So it's interesting because at scraping hub, we often do webinars

for people. And this question

always comes up in some shape or form.

Is web scraping legal? How you can do it so it's legal?

Like, there are some general guidelines about web scraping, which I'm gonna share now, but scraping hub, we have a legal team that makes sure that everything what we are doing as far as web scraping is legal and obviously, I'm not a lawyer. So what I'm gonna say is not any kind of legal advice, but there are some general guidelines.
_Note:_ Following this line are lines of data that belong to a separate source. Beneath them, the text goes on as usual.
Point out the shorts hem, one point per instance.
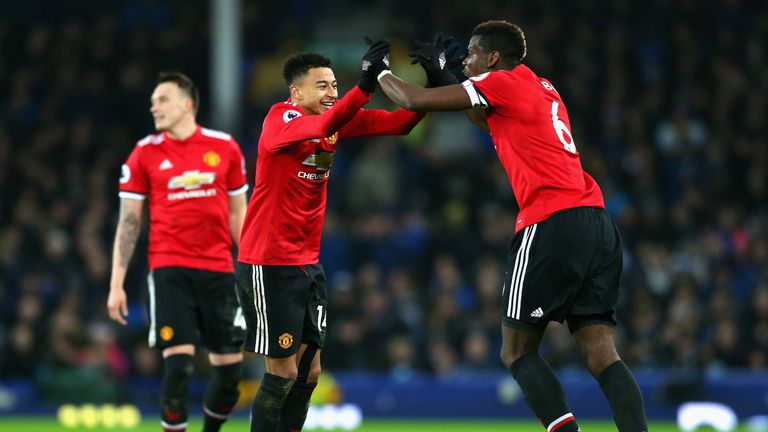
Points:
(581, 324)
(519, 325)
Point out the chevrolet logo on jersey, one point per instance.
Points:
(191, 180)
(322, 161)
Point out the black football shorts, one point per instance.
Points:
(284, 306)
(187, 306)
(566, 267)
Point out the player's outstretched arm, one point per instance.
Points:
(126, 235)
(417, 98)
(237, 207)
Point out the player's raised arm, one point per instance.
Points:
(417, 98)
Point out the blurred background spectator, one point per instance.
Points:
(668, 106)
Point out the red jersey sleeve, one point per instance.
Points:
(236, 182)
(380, 122)
(133, 178)
(291, 126)
(488, 89)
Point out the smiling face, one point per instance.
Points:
(316, 91)
(170, 106)
(477, 60)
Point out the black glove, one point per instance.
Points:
(375, 61)
(438, 59)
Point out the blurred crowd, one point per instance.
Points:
(667, 102)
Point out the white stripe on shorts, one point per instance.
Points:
(260, 305)
(152, 318)
(518, 274)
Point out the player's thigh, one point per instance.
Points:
(543, 276)
(274, 300)
(171, 307)
(222, 327)
(596, 301)
(315, 317)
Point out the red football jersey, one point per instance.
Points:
(188, 184)
(532, 136)
(284, 220)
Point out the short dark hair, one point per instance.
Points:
(185, 83)
(297, 65)
(502, 36)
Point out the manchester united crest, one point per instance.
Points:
(285, 340)
(332, 139)
(166, 333)
(212, 159)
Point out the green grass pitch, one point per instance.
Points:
(49, 424)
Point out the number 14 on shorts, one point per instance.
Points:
(322, 314)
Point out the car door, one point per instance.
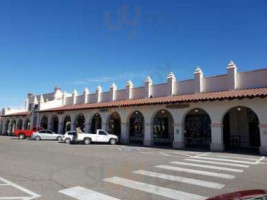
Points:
(102, 136)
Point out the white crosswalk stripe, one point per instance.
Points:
(193, 171)
(226, 160)
(212, 166)
(153, 189)
(181, 179)
(236, 157)
(208, 166)
(217, 163)
(81, 193)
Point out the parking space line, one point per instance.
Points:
(81, 193)
(153, 189)
(193, 171)
(207, 166)
(217, 163)
(181, 179)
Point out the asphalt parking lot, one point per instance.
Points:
(53, 170)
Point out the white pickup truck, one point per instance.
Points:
(100, 136)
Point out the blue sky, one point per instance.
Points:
(76, 44)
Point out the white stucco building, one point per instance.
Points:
(224, 112)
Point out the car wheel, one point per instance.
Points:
(38, 138)
(59, 138)
(21, 136)
(113, 141)
(87, 141)
(67, 141)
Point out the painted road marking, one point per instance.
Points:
(208, 166)
(236, 157)
(81, 193)
(153, 189)
(181, 179)
(217, 163)
(32, 194)
(261, 159)
(193, 171)
(227, 160)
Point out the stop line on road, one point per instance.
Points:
(200, 164)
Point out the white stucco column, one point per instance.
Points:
(124, 136)
(216, 137)
(263, 137)
(178, 141)
(148, 138)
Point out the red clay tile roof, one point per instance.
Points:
(211, 96)
(18, 114)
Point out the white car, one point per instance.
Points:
(100, 136)
(47, 135)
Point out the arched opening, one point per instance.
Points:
(13, 127)
(241, 129)
(197, 130)
(163, 130)
(19, 124)
(115, 124)
(27, 124)
(7, 127)
(67, 124)
(80, 120)
(136, 128)
(35, 121)
(96, 123)
(54, 123)
(44, 122)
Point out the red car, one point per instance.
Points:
(243, 195)
(22, 134)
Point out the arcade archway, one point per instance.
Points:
(96, 123)
(163, 130)
(197, 130)
(67, 124)
(136, 128)
(27, 124)
(54, 122)
(241, 129)
(80, 120)
(44, 122)
(115, 124)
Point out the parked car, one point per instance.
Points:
(22, 134)
(47, 135)
(101, 136)
(243, 195)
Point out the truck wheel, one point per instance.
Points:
(59, 138)
(21, 136)
(67, 141)
(87, 141)
(113, 141)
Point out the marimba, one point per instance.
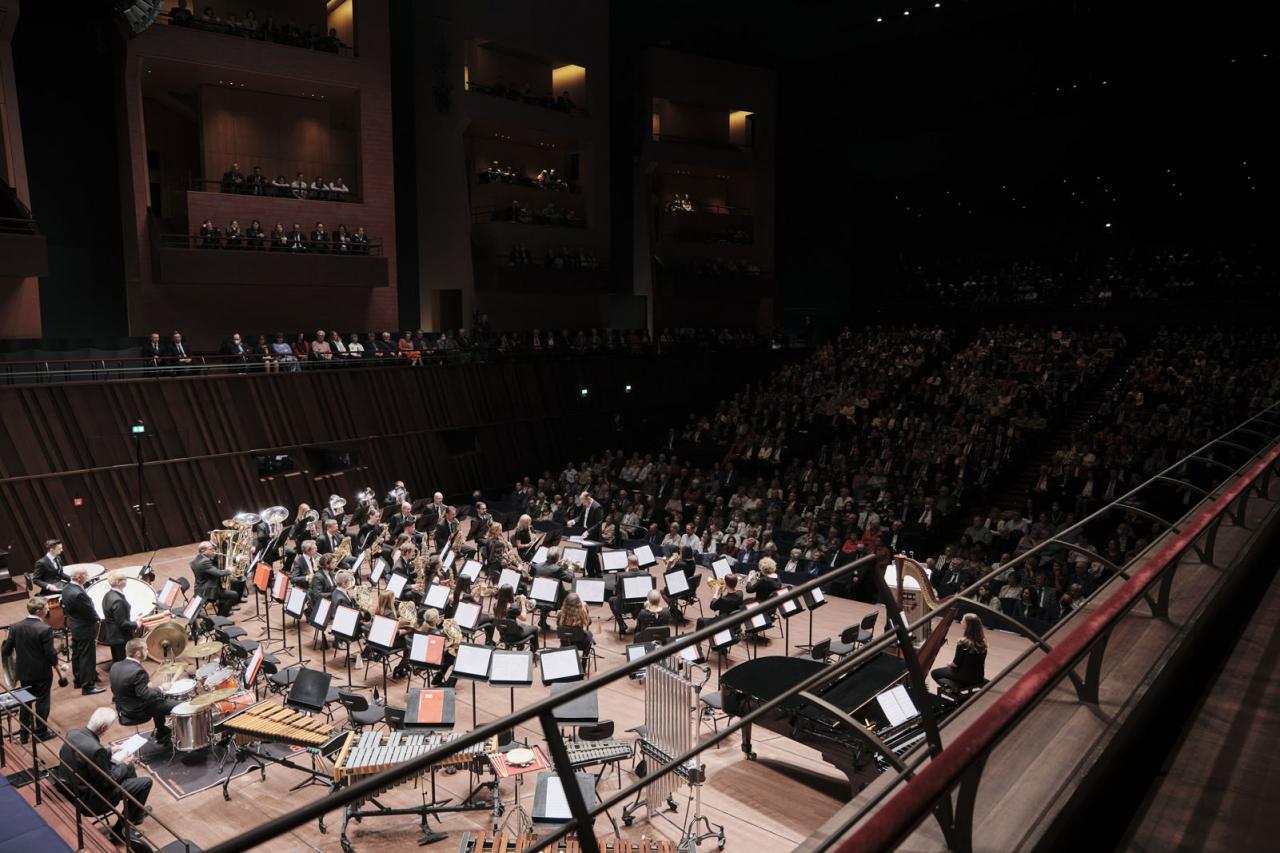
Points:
(270, 721)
So for example, it's important that web scraping itself

is legal, but it really matters

how you get the data,

how polite you are while getting the data. And also, you mentioned copyright. It's it's important that what you do with the data after you scraped it. So

with the first part, how polite you are when scraping a website. It's very it's very easy with web scraping to to ignore

the rules

that the website

has

and that you should follow. So for example,

let's say you want to scrape a website, what you should do

to make sure that you are being polite because it's really important

from a legal standpoint, but also from an ethical standpoint. So first of all, there is a a file that is all almost always available on websites, which is the robots text file.

And when you're scraping

the website, you should always follow the rules

that are defined in the robots. Txt file. So for example,

if you wanna be polite and the robots. Txt file says that between, I don't know, between 2 requests, you should have a delay of 3 seconds, for example,

then you should put that delay

between requests in your scraper.

So the very first thing you could do to respect the website is to follow the rules defined in the robots. Txt file. But, generally,

you just don't want to hit the website too hard. Because if you hit the website too hard, there is a chance that it will

go down, it will shut down, which is not good. You don't want to do that. You want to be polite and you want to respect the website.

So it it can operate properly

for everybody.

And the other part is what you do with the data once you scraped it.

And here it's really it it's really

up to the specific use case,

you know, because for example, if you are scraping personal information,

there is a high chance it has some kind of legal

issues or it might have because of GDPR.

Or if you are scraping content

like images or articles or some kind of content,

you are republishing it. That can be a problem because of, you know, different legal legal issues.

But it's not an issue

because of the web scraping itself. Web scraping itself is legal. But once you got the data,

obviously,

it does matter what you do with the data and how you use the data. And so that can be that can be a problem.

And to that point, as you said, after you

access the data, you need to do some processing on it, and you're likely to perform some analysis. Or if you're trying to do this at scale, you might be loading it into a database or data warehouse and performing

additional analysis or building some sort of product on top of it. So what are some of the

considerations

for storing and processing that data that we should be thinking of both from the technical and the legal aspects?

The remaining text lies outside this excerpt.